My ambition was to become the Real-Money Guy, the spokesperson for what the real-money clients were doing—in the same way that one of my MD mentors had become known for writing about what the macro hedge funds were doing and thinking. I tried to build a niche and become an internal expert at understanding flow of funds, a topic many people cared about. Who was buying and selling the market? Were retail investors adding money to mutual funds? Were pension funds reweighting their asset class distribution from fixed income to equities? Were hedge funds increasing their speculative short positions in E-mini futures? Could volumes or trends at certain times of day tell us anything about what direction the market might head in? I had found a way to consolidate these types of metrics into a thesis about what effect they could have on capital markets.

By nature, the macro hedge funds were very interested in what real money was doing: Even though hedge funds do a lot of turnover (trading in and out of positions often), they represent only about 5 percent of ownership in U.S. equity markets. The real whales in the market are the mutual funds, pension funds, and sovereign wealth funds, with trillions and trillions of dollars in assets under management.
The real money.
When real money starts moving over a period of time, the whole market starts moving with it. And in similar fashion, my clients were very interested in what the hedge funds were doing because of the funds’ ability to impact the market over minute-to-minute or day-to-day periods.

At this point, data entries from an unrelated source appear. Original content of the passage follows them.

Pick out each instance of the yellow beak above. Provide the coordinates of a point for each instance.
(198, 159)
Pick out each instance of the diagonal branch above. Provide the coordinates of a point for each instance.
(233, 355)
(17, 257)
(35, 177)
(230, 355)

Then I struck gold. Writers everywhere will tell you they’re always surprised when something they’ve done catches on in a big way. This is especially true for someone who’s just a beginner, as I was. On December 11, 2008—my thirtieth birthday—I sent out my third piece of market commentary, and it got more attention both inside and outside Goldman than I ever would have imagined.

It was a month after Obama’s election, and despite his promises of hope and change—and his closeness to important Wall Street players such as JPMorgan Chase CEO Jamie Dimon and Robert Wolf, then UBS’s chairman in the Americas—the mood in the markets was still apocalyptic. I was looking for hope myself, and I had a solid idea about where to find it.

My piece focused on something that many people had an intuition about but didn’t fully understand: the concept of dry powder. During the crisis, the first thing all the mutual funds and pension funds started doing was selling—and they kept selling, deepening the crisis. As a result, the funds built up a huge cash base, also known as “a wall of money,” or “dry powder.” (The term is an old military one, from the days when it was important to keep gunpowder supplies safe from moisture.) Hundreds of billions of dollars were just sitting on the sidelines.